Swiss seeks younger flight attendants

Younger and less costly staff are to serve passengers of Swiss Keystone

The national airline Swiss is offering special redundancy packages in a bid to encourage around 900 experienced flight attendants to quit.

This content was published on November 5, 2006 - 16:07

The company, which is part of Germany's Lufthansa, says it hopes to bring in younger staff who had to bear the brunt in previous rounds of restructuring.

Swiss International Air Lines has put aside a total of SFr15 million ($11.9 million) for the measures, confirmed a company spokesman on Sunday.

He added that the offer for attendants with 13 years of professional experience was an incentive to take on new challenges.

Swiss said it believed about 50 employees would accept the offer which includes an average severance package of SFr72,000. The company did not specify whether it will force others to quit.

The spokesman added that previous cuts at Swiss had mainly affected Swiss young staff. He said the company was back on track after a series of cost-cutting measures over the past few years.

"It's the right moment to hire younger and less expensive staff," he said.

Union response

The cabin crew union, Kapers, said it was satisfied with the plan.

"We have always insisted that flight attendants and pilots are treated on the same terms by the management of Swiss," said Kapers president, Urs Eicher.

He said Swiss had never made such a generous offer to cabin crew before. Employees above the age of 40 now had the financial support to look for new professional opportunities.

But Eicher cautioned: "Nobody should be forced to leave because he or she is too old for the company."

There are too many highly experienced and expensive flight attendants working for Swiss, the SonntagsBlick newspaper quotes Eicher as saying.

In a first stage the national carrier approached cabin crew with more than 15 years' professional experience.

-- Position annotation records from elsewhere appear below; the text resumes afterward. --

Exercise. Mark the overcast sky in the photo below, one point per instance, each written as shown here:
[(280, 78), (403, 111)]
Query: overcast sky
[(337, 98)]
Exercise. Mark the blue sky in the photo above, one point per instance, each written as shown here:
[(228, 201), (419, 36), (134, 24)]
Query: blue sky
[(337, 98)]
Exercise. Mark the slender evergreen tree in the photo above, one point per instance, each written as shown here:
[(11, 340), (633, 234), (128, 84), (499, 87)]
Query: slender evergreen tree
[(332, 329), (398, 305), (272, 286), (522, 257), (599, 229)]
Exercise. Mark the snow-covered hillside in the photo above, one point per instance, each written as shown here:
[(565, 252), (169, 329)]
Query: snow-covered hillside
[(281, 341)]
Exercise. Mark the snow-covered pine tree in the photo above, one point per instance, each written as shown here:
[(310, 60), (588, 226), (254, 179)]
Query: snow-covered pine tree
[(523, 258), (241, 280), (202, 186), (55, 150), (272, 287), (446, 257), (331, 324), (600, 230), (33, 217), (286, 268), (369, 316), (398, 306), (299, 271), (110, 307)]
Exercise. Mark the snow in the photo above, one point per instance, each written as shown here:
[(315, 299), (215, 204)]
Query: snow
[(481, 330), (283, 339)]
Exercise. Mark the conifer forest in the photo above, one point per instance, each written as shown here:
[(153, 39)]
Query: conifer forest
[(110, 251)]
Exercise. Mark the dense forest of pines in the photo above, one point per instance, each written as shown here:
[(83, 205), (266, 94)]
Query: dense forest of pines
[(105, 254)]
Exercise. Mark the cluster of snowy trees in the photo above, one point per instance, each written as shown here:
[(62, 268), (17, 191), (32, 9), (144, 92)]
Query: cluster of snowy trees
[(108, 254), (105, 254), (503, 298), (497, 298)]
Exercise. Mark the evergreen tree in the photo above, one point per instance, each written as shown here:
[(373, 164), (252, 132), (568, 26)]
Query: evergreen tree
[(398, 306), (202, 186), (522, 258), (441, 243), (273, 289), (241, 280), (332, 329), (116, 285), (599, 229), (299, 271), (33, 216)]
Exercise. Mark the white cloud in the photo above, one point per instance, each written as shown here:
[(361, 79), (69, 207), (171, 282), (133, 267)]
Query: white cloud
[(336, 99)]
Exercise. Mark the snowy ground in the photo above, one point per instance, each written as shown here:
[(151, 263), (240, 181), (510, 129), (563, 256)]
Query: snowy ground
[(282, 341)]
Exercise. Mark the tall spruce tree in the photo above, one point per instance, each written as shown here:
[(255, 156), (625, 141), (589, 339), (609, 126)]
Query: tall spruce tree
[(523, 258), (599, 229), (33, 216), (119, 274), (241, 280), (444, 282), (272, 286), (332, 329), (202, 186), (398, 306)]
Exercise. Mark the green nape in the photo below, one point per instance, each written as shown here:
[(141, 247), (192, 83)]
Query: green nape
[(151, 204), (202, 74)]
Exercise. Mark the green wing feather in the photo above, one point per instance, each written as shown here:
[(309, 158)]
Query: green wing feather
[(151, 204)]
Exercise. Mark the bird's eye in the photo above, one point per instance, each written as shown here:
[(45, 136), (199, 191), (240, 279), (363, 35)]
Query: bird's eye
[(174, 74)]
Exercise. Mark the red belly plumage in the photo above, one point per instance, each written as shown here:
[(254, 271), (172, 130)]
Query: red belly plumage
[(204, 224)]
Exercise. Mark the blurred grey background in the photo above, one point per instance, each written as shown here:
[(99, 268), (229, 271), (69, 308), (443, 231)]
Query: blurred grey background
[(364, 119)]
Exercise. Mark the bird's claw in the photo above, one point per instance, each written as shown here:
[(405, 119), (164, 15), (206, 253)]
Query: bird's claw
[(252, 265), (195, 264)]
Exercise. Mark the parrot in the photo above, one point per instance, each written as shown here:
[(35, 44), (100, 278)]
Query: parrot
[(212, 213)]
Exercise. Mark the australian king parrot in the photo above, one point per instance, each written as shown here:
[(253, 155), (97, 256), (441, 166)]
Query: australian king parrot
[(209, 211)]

Swiss says 35 of them accepted the plan.

Later employees with 13 years' experience were encouraged to take up the offer. So far only six of them have agreed to quit.

SonntagsBlick said several flight attendants were disappointed and complained about being mobbed by the company.

swissinfo with agencies

In brief

Former national carrier Swissair collapsed in 2001 as a result of its expansion strategy and a mountain of debts.

With government backing, Swiss was launched on March 31, 2002 as a merger of the remains of Swissair and the regional airline, Crossair.

In March 2005 the airline announced its takeover by Lufthansa for €279 million (SFr430 million).

After receiving antitrust clearance in July of the same year, the German airline increased its stake to 49%, which it is expected to increase to 100% by the end of 2006.

Swiss has 6,539 employees and operates flights to 69 destinations in 42 countries.